Martin Scorsese explique pourquoi il n'a jamais trouvé sa place à Hollywood : "J'ai toujours été un étranger"

Magazine Films Complet : « Je voulais appartenir, mais je n'ai jamais appartenu », dit le réalisateur de « Killers of the Flower Moon » à propos du système de studio

A 81 ans, Martin Scorsese ne joue pas la prudence.

Des décennies après avoir exigé qu'Hollywood le remarque avec le doublé de « Mean Streets » et « Taxi Driver », et longtemps après qu'il se soit placé au panthéon avec une série de classiques dont « Raging Bull », « The King of Comedy ». », « Les Affranchis », « Casino » et tout ce que vous voulez ajouter à cette liste, il a passé les 10 dernières années à travailler à une échelle épique. En 2013, il y a eu le déchaîné « Le Loup de Wall Street », débordant de l’énergie rauque d’un réalisateur d’une fraction de son âge. Trois ans plus tard, « Silence », une méditation fracassante de deux heures et 40 minutes sur la foi. Trois ans plus tard, « The Irishman », plus de trois heures qui ont obligé les gangsters qui peuplaient les films de Scorsese à accepter les décombres qu'ils ont laissés derrière eux.
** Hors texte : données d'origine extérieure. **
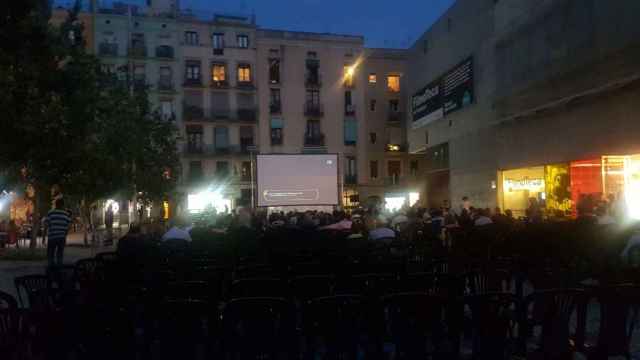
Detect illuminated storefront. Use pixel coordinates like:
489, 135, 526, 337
498, 155, 640, 219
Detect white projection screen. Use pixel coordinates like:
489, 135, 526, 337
257, 154, 338, 206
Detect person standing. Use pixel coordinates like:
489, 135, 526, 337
45, 198, 71, 266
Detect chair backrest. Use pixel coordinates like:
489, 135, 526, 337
14, 274, 50, 310
290, 275, 334, 303
596, 285, 640, 357
522, 289, 584, 358
230, 278, 291, 299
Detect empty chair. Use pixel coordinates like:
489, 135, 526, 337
14, 275, 51, 311
382, 292, 445, 359
465, 293, 517, 360
520, 289, 584, 359
222, 298, 298, 359
302, 295, 367, 359
230, 278, 291, 299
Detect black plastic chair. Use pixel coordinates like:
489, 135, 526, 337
585, 285, 640, 360
0, 291, 20, 359
222, 298, 298, 359
302, 295, 367, 359
465, 293, 518, 360
519, 289, 585, 359
229, 278, 291, 299
382, 292, 445, 359
14, 275, 52, 312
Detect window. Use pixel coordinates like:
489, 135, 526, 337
271, 118, 284, 145
344, 156, 358, 184
343, 65, 354, 87
213, 126, 229, 150
189, 161, 202, 181
389, 99, 400, 112
160, 100, 175, 121
211, 33, 224, 50
344, 117, 358, 146
369, 160, 378, 179
187, 125, 202, 153
269, 59, 280, 84
240, 126, 253, 151
387, 160, 402, 180
307, 90, 320, 106
238, 64, 251, 83
184, 31, 200, 45
216, 161, 230, 177
236, 35, 249, 49
409, 160, 418, 176
211, 64, 227, 83
387, 75, 400, 92
269, 89, 281, 114
186, 61, 200, 81
240, 161, 251, 181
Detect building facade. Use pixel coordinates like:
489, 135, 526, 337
407, 0, 640, 215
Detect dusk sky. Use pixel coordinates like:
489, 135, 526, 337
181, 0, 454, 48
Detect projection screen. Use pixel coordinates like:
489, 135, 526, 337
257, 154, 338, 206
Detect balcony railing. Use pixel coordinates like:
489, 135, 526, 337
182, 78, 202, 87
158, 79, 175, 91
269, 102, 282, 114
344, 104, 356, 115
237, 108, 258, 122
304, 103, 324, 117
304, 133, 324, 146
211, 109, 231, 120
387, 111, 404, 123
156, 45, 174, 59
98, 43, 118, 56
129, 45, 147, 57
344, 174, 358, 185
304, 74, 322, 88
182, 104, 204, 121
210, 80, 229, 89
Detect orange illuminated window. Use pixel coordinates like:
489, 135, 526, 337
387, 75, 400, 92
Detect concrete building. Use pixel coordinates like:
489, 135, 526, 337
407, 0, 640, 215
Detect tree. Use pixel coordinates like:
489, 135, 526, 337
0, 0, 178, 245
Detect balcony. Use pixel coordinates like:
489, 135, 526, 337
237, 108, 258, 122
156, 45, 174, 59
182, 104, 204, 121
129, 45, 147, 57
304, 133, 325, 146
98, 43, 118, 56
387, 111, 404, 124
182, 78, 202, 87
344, 174, 358, 185
304, 102, 324, 117
158, 78, 175, 92
384, 143, 409, 153
236, 81, 256, 90
209, 80, 229, 89
344, 104, 356, 115
304, 74, 322, 88
269, 102, 282, 114
211, 109, 231, 120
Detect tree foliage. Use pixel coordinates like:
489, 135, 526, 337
0, 0, 179, 211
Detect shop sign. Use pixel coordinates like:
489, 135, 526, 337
411, 57, 474, 129
504, 177, 544, 192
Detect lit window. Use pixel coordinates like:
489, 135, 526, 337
211, 64, 227, 82
238, 64, 251, 83
237, 35, 249, 49
387, 75, 400, 92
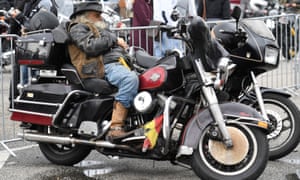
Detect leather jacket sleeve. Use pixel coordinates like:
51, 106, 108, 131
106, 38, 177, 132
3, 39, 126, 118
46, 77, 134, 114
69, 24, 117, 57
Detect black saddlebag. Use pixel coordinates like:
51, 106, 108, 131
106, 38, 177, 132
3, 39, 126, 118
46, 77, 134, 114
14, 83, 74, 114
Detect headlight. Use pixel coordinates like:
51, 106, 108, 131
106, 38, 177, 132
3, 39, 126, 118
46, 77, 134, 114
265, 46, 279, 65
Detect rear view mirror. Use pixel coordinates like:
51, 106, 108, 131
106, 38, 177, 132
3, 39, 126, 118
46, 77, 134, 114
231, 6, 242, 20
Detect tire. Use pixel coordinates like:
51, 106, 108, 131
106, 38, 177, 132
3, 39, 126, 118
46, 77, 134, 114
191, 125, 269, 180
39, 143, 91, 166
39, 127, 92, 166
263, 93, 300, 160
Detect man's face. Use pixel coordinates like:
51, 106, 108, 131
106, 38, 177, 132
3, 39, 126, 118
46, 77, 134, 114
88, 11, 102, 23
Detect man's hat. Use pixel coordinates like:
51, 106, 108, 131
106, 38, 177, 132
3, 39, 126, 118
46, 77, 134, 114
70, 1, 103, 19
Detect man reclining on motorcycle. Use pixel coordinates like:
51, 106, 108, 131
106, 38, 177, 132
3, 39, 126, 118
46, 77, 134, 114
68, 2, 139, 140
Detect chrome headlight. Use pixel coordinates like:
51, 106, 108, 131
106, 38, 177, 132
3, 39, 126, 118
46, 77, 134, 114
265, 46, 279, 65
133, 91, 153, 113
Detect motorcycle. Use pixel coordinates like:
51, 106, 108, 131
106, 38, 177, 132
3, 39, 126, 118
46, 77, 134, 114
0, 10, 14, 69
212, 6, 300, 160
9, 4, 271, 180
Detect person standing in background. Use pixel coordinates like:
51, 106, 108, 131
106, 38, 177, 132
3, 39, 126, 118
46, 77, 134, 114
130, 0, 153, 55
196, 0, 231, 20
153, 0, 197, 57
119, 0, 127, 18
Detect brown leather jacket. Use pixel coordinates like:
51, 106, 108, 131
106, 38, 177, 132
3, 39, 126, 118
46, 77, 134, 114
68, 23, 104, 78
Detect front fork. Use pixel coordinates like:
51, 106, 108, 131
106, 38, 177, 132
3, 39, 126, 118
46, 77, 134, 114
250, 71, 269, 121
194, 59, 233, 148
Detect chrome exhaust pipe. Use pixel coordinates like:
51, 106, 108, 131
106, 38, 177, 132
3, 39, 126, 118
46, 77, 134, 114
18, 132, 117, 149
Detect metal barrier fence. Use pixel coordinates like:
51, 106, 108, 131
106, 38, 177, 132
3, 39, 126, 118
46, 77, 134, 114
0, 14, 300, 156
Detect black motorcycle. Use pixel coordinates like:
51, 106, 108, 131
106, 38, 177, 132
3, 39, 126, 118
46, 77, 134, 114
212, 6, 300, 160
10, 5, 271, 180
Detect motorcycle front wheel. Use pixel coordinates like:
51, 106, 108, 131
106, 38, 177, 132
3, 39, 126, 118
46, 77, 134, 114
191, 124, 269, 180
263, 93, 300, 160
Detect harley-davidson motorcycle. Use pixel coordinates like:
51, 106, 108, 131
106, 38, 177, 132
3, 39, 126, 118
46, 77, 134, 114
212, 6, 300, 160
9, 4, 272, 180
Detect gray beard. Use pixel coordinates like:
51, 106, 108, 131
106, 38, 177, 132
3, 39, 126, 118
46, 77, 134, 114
94, 21, 107, 30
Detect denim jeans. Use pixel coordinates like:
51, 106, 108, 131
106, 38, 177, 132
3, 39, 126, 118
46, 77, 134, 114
153, 32, 184, 57
104, 63, 139, 108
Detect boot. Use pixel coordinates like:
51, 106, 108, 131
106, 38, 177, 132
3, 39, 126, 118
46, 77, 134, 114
107, 101, 128, 141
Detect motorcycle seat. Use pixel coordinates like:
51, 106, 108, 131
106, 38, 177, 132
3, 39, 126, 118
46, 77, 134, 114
61, 64, 115, 95
135, 50, 160, 68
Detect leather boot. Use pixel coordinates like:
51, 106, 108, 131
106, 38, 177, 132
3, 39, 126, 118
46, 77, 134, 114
107, 101, 128, 140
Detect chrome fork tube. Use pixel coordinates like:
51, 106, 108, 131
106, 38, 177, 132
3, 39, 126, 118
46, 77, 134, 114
195, 59, 233, 148
250, 71, 269, 121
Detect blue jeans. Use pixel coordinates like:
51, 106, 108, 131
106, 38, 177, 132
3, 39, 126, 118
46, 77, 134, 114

Et maintenant, il y a « Killers of the Flower Moon », une entreprise massive née pendant la pandémie qui pose un regard sans faille sur l’injustice américaine. Basé sur le livre non fictionnel de David Grann sur les meurtres de membres de la nation Osage dans l'Oklahoma des années 1920, il met en vedette Robert De Niro dans le rôle de William King Hale, un chef politique qui s'est lié d'amitié avec les Osage et a également volé leur argent pétrolier et organisé une série de meurtres ; Leonardo DiCaprio dans le rôle d'Ernest Burkhart, le neveu de Hale et vétéran de la Première Guerre mondiale qui tombe amoureux de la femme Osage Mollie Kyle et est soit un pion dans les plans de Hale, soit un participant volontaire ; et Lily Gladstone dans le rôle de Mollie, qui reste aux côtés de l'homme qui pourrait l'empoisonner, même si des membres de sa famille et des amis meurent autour d'elle.

Mercredi, Scorsese a reçu la 11e nomination de sa carrière à la Guilde des réalisateurs pour « Killers », le plaçant juste derrière Steven Spielberg en tant que réalisateur de long métrage le plus nominé de l'histoire de la DGA.

Lorsque vous réalisez un film se déroulant à ce lieu et à cette époque, pensez-vous inévitablement au vocabulaire des films occidentaux ?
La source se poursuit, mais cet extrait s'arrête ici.